In interviews, some members of this group said they had authorized only the provision of intelligence to Baghdad; they insisted that they had not known that Iraq's allies would sell Baghdad American-made arms. But these officials acknowledged that even the act of supplying intelligence to Saddam Hussein was a major change in foreign policy, one that had to remain secret.

"It was agreed that the public policy of the Administration, to remain evenhanded, was not in the national interest," said one official. Still, he added, "we decided that it was not in the national interest to publicly announce a change in the policy."

A Plea For Action From Jordan's King

One former senior American policy-maker said King Hussein of Jordan had persuaded the Reagan Administration to help Iraq. During the same period when the King was urging his own subjects to volunteer for service with the Iraqi Army, Thomas A. Twetten, who was the C.I.A. station chief in Amman, brought the King's entreaty to Washington.

"The king's view," recalled one American official, "was: "Look here's Iraq. It's got the second-largest oil deposits in the world, a highly educated population and it's the most industrialized nation in the Middle East, with a huge army. And here's this exceptional figure, Saddam Hussein, running it. And you're not giving him the time of day. Hussein can be a disaster or he can be co-opted. I believe he can be co-opted, and I'll help."

With President Reagan's explicit approval, the official added, high-level intelligence began flowing to Mr. Twetten for relay to Iraq through the Jordanians. Within a few months, the official added, the C.I.A. stationed its own man in Baghdad "whose sole reason for being was to handle the intelligence."

Since last spring, at least two Congressional subcommittees have been investigating American policy toward the arming of Iraq. They are asking why both the Reagan and Bush Administrations continued military support for Iraq even after the war with Iran. One of them, a House Agriculture subcommittee, is investigating the use of Agriculture Department commodity credits to underwrite the sale of American high-tech goods to Iraq. In a hearing last August, the panel's chairman, Representative Charles Rose, Democrat of North Carolina, asked whether Mr. Hussein "may have misjudged how far he could go with George Bush because of this country's arms sales to Iraq."

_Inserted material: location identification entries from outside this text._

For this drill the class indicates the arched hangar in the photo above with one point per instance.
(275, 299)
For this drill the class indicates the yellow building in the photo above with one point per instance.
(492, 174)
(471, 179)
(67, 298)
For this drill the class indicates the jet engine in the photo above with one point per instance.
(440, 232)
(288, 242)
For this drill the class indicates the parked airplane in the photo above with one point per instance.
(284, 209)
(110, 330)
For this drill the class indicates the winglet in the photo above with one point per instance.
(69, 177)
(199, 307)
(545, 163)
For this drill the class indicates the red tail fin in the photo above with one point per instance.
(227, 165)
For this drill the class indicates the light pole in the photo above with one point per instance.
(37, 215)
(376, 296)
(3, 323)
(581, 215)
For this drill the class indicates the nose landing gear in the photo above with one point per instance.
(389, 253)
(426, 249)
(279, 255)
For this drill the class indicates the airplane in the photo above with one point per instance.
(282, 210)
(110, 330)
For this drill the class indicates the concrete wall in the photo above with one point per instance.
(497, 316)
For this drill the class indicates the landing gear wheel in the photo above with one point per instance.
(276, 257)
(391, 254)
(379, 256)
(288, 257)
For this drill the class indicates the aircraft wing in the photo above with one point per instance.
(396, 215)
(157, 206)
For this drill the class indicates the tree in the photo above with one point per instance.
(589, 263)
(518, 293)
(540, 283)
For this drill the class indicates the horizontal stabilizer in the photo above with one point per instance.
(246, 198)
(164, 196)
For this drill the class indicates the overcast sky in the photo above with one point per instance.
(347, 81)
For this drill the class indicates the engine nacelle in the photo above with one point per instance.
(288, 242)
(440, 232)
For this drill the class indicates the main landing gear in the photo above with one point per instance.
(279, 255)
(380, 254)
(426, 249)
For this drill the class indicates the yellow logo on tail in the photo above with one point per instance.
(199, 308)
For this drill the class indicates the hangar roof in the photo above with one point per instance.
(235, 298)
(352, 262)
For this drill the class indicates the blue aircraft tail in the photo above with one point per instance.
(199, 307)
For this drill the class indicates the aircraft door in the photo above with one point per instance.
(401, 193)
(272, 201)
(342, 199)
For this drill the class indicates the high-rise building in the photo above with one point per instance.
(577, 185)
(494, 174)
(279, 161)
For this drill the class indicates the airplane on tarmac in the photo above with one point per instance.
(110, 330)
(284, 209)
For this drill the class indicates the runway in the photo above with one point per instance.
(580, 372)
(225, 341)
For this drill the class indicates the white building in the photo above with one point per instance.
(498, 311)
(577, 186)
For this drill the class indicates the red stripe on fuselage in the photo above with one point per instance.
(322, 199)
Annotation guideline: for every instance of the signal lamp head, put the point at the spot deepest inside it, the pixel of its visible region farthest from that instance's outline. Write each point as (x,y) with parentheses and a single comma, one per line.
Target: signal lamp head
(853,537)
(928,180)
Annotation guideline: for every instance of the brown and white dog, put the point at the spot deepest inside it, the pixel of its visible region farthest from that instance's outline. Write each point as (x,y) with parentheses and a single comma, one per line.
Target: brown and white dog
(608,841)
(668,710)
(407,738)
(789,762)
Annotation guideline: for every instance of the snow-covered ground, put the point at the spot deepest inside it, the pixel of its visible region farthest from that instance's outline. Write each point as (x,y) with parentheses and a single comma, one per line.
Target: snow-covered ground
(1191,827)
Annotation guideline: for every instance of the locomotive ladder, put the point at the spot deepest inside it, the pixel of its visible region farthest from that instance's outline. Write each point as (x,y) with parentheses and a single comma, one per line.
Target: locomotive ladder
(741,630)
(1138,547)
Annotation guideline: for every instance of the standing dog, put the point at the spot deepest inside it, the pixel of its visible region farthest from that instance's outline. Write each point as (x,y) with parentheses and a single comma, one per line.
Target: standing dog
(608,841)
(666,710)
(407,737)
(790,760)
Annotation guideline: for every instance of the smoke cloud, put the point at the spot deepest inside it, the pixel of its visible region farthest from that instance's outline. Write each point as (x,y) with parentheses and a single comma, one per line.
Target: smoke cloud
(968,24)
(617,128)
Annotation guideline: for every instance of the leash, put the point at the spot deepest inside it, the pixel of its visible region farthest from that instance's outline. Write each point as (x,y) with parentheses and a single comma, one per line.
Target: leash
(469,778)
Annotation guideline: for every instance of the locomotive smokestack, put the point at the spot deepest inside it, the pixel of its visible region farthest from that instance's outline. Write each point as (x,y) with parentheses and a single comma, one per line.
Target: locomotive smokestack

Sam Gejdenson, a Connecticut Democrat whose house Foreign Affairs subcommittee is investigating the export of sensitive United States technology to Iraq, has argued that the Commerce Department's export control system "did not break down."

"Saddam Hussein got the equipment that the State Department wanted him to have," he said.

It was "U.S. foreign policy to assist the regime of Saddam Hussein," he added.


*J4JP Comment:

The "members of the committees who supported Israel" would surely would have objected since a portion of the transferred intelligence pertained to Israel. Now, how exactly would that have been explained?

Granted, the decision to help Iraq was not a CIA "rogue initiative." But there were certain unofficial aspects of this policy - e.g. the undeclared intelligence embargo against Israel, and the inclusion of extremely sensitive IDF-related material in the covert intelligence pipeline to Baghdad, which called into question the credibility of the US commitment to ensuring Israel's qualitative military superiority in the region.

Clearly, this particular article only scratches the surface of what was actually taking place at the time.